The griddled cheese at the Greece booth near the Morocco pavilion has been an annual favorite over the last decade or two, and is once again a highlight. It’s exactly the kind of unexpected but undeniably delicious treat that makes Food and Wine such a great event. It’s what it sounds like, a piece of cheese (this time made from a combo of sheep’s milk and goat’s milk) heated in a griddle, and then served with a hard layer of honey and topped with tiny pistachio pieces. It’s only three ingredients, but there’s so much happening with this flavor profile, from the rich creaminess of the cheese, to the sweetness of the honey and the earthiness of the pistachios. It might be old hat for annual Food and Wine visitors, but the griddled cheese remains one of the very best dishes you’ll find there.
French fries might sound boring at a festival with exotic delicacies from around the world, but there’s always a need for comfort food. At the Fry Basket booth near the Test Track attraction you can order a flight of three unique takes on fried potatoes. One type of fry comes seasoned with sea salt and malt vinegar for all the fish and chips fans out there. The barbecued bacon fries are almost like an homage to poutine, with bits of bacon and a smoky aioli on top of fries dusted with a barbecue seasoning. And the sweet potato casserole fries could double as dessert, with marshmallow cream, candied pecans, and the rich taste of caramel whisky. This might literally seem like a meat and potatoes type of order (even if only one of the three actually comes with meat), but if you’re looking for a delicious (and salty) snack, the fry flight is near the top of the list.
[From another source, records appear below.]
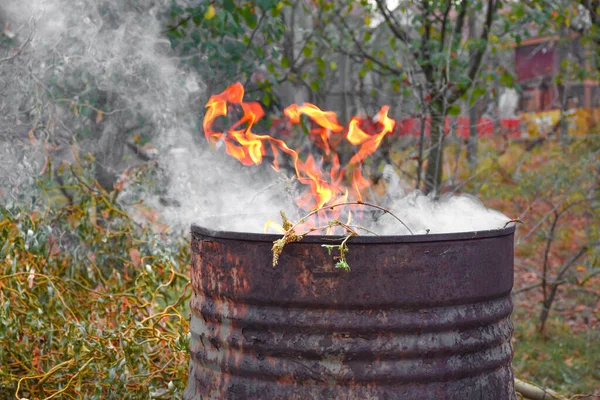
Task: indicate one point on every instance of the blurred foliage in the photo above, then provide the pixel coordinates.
(93, 303)
(570, 363)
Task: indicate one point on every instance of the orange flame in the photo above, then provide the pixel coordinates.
(323, 188)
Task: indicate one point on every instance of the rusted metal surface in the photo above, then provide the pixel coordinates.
(417, 317)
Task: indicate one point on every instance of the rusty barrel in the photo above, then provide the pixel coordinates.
(417, 317)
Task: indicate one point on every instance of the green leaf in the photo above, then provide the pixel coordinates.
(506, 79)
(342, 264)
(320, 63)
(266, 100)
(307, 51)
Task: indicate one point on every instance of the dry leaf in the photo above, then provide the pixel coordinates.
(31, 277)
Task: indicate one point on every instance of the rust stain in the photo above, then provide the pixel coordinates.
(418, 319)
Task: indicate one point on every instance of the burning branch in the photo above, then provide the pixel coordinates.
(290, 235)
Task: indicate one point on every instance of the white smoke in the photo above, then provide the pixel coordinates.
(120, 50)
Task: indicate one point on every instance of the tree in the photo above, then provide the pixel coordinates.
(428, 46)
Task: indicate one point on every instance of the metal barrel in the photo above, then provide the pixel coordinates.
(417, 317)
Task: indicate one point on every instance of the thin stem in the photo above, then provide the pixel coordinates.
(349, 203)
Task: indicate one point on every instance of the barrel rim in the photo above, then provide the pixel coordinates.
(433, 237)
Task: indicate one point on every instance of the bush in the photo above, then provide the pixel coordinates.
(92, 303)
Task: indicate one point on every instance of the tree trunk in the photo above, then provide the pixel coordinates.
(472, 143)
(433, 175)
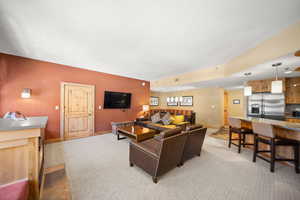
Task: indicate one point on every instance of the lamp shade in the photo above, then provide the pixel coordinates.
(247, 91)
(145, 108)
(26, 93)
(276, 87)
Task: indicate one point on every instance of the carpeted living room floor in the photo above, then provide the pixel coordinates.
(98, 168)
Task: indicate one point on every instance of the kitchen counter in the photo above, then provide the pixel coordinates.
(29, 123)
(280, 124)
(291, 117)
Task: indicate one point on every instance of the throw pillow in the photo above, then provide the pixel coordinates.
(166, 119)
(178, 119)
(155, 118)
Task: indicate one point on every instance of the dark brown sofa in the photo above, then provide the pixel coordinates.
(158, 155)
(194, 142)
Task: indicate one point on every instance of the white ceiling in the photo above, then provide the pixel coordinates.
(145, 39)
(237, 80)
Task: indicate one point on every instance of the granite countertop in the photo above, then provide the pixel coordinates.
(282, 124)
(29, 123)
(291, 117)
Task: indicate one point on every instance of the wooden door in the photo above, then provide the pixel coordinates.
(78, 110)
(225, 109)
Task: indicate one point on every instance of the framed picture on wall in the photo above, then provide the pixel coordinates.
(154, 101)
(187, 101)
(236, 101)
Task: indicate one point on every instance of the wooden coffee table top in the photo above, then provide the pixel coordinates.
(138, 132)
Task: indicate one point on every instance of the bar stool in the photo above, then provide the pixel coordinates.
(235, 126)
(264, 133)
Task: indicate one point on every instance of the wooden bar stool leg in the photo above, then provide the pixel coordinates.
(296, 157)
(240, 142)
(255, 147)
(273, 153)
(230, 135)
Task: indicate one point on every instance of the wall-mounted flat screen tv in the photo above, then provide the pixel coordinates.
(117, 100)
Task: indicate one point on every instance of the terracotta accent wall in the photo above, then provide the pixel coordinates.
(44, 79)
(208, 104)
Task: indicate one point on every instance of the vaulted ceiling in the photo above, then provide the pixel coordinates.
(144, 39)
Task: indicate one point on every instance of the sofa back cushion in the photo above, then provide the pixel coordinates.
(196, 126)
(168, 133)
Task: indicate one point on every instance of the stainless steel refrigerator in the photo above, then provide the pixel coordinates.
(266, 105)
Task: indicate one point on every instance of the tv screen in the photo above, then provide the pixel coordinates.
(117, 100)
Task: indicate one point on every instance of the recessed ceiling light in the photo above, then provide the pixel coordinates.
(288, 72)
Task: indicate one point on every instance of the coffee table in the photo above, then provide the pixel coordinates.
(138, 133)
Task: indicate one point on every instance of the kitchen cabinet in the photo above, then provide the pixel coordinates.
(292, 94)
(263, 85)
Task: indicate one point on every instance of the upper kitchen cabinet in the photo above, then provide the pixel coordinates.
(263, 85)
(292, 95)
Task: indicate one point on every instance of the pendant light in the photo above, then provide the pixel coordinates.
(276, 86)
(247, 89)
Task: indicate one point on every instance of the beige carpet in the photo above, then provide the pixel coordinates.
(98, 168)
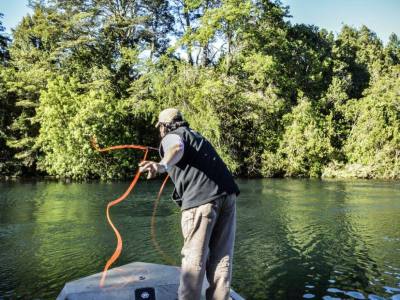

It wouldn’t be Food and Wine without a drink (or six), but I’m a bit behind the 8 ball when it comes to that. I honestly don’t like wine, try to avoid beer, and will almost always go for a good rum or whiskey cocktail when possible. That leaves pretty slim pickings for me, as most of the alcoholic drinks here are beer, wine, cider, or vodka cocktails. (The only whiskey drink is a bourbon Bloody Mary, which sounds great, but not when it’s 95 degrees out in central Florida.) I certainly love a good margarita, though, and the best ones I’ve ever had at EPCOT is the blood orange charm margarita at a booth in the Mexico pavilion. It mixes together tequila, a blood orange aperitif, vodka infused with blackcurrant and prosecco, and serves it in a glass with pink peppercorns and a rim crusted with sweet dried chile salt. It has a good bit of the sweetness you expect from a margarita, but with a jolt of heat whenever you get near that salt. It’s tart, sweet, and spicy all at the same time, and although you definitely taste the tequila, it all balances so nicely that you might forget there’s even alcohol in it. Be like me and get a couple, why don’t you?